Die Titelgeschichte dieser ff-Ausgabe zeichnet so ein Sittengemälde, eines, das von Südtirol der jüngsten Vergangenheit erzählt. Es erzählt von Akteuren mit wirtschaftlichem und politischem Einfluss, davon, wie diese versuchen, diesen Einfluss auch geltend zu machen. Das Motto lautet: Der Zweck heiligt die Mittel.

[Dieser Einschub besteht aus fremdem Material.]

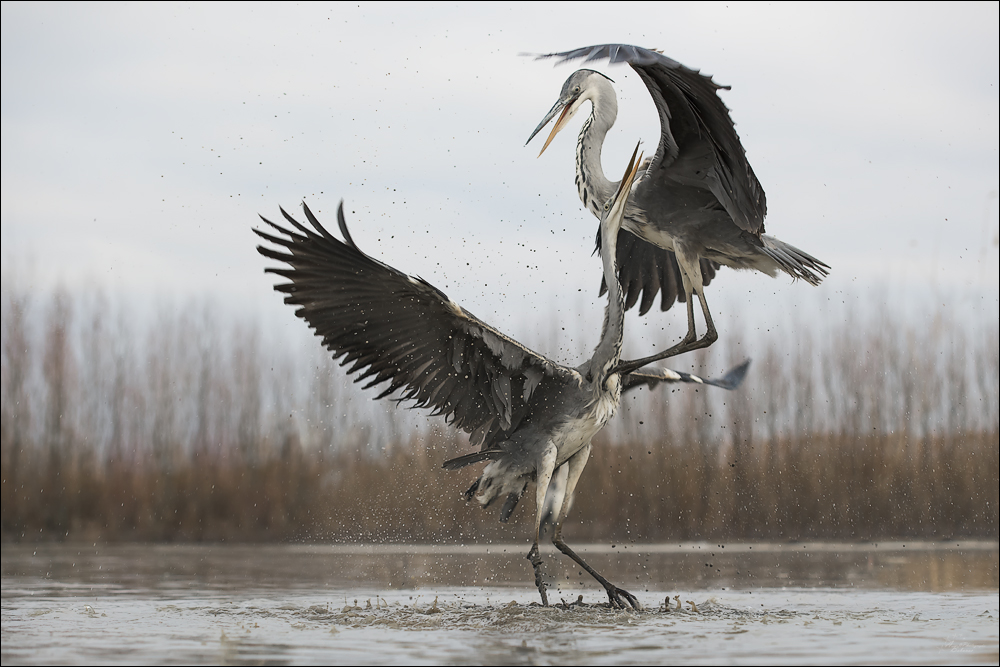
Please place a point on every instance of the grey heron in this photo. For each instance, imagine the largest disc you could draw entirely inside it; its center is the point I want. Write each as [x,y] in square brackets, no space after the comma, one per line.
[697,196]
[528,414]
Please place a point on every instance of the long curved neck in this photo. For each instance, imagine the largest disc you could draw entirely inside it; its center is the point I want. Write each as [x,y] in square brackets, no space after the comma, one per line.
[593,186]
[608,352]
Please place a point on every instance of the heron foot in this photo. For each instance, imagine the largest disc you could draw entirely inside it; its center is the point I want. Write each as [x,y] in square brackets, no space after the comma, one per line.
[622,599]
[536,564]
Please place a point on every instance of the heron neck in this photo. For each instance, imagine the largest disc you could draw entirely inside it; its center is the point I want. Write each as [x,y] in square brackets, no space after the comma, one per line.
[609,348]
[594,187]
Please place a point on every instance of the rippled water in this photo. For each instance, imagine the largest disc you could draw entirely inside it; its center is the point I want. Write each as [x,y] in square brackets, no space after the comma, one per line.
[762,604]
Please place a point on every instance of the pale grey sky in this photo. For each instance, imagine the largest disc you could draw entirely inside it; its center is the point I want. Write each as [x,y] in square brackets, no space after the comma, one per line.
[141,141]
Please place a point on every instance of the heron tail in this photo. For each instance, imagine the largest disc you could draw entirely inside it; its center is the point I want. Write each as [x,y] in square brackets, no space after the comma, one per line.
[794,262]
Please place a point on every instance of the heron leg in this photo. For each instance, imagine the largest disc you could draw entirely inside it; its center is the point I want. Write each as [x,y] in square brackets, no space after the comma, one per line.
[690,266]
[543,475]
[618,598]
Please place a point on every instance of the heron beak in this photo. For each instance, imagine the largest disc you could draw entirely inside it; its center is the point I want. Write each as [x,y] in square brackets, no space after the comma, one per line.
[563,105]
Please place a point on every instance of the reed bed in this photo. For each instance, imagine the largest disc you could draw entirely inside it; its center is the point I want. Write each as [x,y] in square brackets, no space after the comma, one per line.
[201,427]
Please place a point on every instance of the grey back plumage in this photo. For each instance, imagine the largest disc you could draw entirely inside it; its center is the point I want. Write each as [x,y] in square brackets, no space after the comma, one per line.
[699,147]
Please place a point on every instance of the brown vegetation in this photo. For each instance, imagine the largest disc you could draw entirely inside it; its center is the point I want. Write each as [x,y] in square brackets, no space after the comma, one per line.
[196,430]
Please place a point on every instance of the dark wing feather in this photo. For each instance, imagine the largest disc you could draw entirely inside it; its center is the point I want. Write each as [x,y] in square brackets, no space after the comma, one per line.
[731,380]
[404,334]
[644,269]
[699,146]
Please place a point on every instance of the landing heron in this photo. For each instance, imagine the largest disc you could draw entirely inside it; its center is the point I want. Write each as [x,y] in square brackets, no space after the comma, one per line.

Zeugnis hierfür sind die Abhörprotokolle, die in Zusammenhang mit der umstrittenen Vergabe der öffentlichen Busdienste gesammelt wurden. Aus den Protokollen geht unter anderem hervor, wie aus dem Umkreis um Sad-Chef Ingemar Gatterer versucht wurde, den öffentlichen Nahverkehr weiterhin in der eigenen Hand zu behalten. Ein legitimes Unternehmens-Interesse, möchte man meinen. Dieses hört aber dort auf, wo fragwürdige Methoden beginnen. Im Bemühen, sich gegen den Kontrollverlust zu stemmen, hat sich vor allem einer hervorgetan: Altlandeshauptmann Luis Durnwalder. Das gibt in mehrerlei Hinsicht zu denken.

Wohlgemerkt: Die Staatsanwaltschaft konnte keinerlei strafrechtlichen Verstoß feststellen. Alles legal, ließe sich also sagen. Doch es gibt auch einen moralischen Aspekt bei dieser Geschichte. Wie kommt ein Politiker, der fünf Legislaturen lang als Landeshauptmann in den Diensten dieses Landes stand, dazu, sich erklärtermaßen als Berater vor den Karren eines Privatunternehmens spannen zu lassen, das sich vor allem dadurch auszeichnet, unzählige Prozesse gegen dieses Land zu führen? Wie kommt Durnwalder Jahre nach seinem Ausscheiden aus der Politik dazu, die Besetzung der Landesregierungsposten beeinflussen zu wollen, indem Daniel Alfreider als Mobilitätslandesrat verhindert werden sollte? Ganz abgesehen davon, dass die unzähligen Streiks der Sad-Mitarbeiterschaft in der jüngsten Vergangenheit viel über die Art der Unternehmensführung in der Sad selbst aussagen dürften, für die Durnwalder den Lobbyisten und Berater spielte.

Gewiss: Luis Durnwalder hat sich große (autonomiepolitische) Verdienste um Südtirol erworben, er hat richtungweisende Weichen gestellt, die dieses Land weitergebracht haben. Und er hat die Sprachgruppen näher zueinander gebracht. Das ist nicht wenig. Doch es gab nie nur den einen Luis Durnwalder.

Muss man daran erinnern, dass er in der Causa Sonderfonds in letzter Instanz vom Kassationsgerichtshof zu zwei Jahren und sechs Monaten Haft verurteilt worden ist? Dass er Zuwendungen, die er im Amt tätigte, mit privaten Ausgaben verrechnete und damit eine höchst seltsame Praxis offenbarte, wie mit öffentlichem Geld umgegangen wird? Muss man daran erinnern, dass Durnwalder (mit seinem Adlatus Michl Laimer) in der Sel-Affäre das Vertrauen in die Landespolitik nahezu beispiellos untergrub? Dass er in seinem blinden Bestreben, private Konkurrenten vom Strommarkt fernzuhalten, indirekt Kraftwerkprojekte versenkte, die gut einem Dutzend Südtiroler Gemeinden nachweislich etliche hundert Millionen Euro eingebracht hätten?

Ja, man muss an diese Dinge erinnern. Sie stellen die Kehrseite ungezügelter Machtpolitik dar. Das jüngste Sittengemälde zeigt nur, dass es frappierend einem älteren gleicht.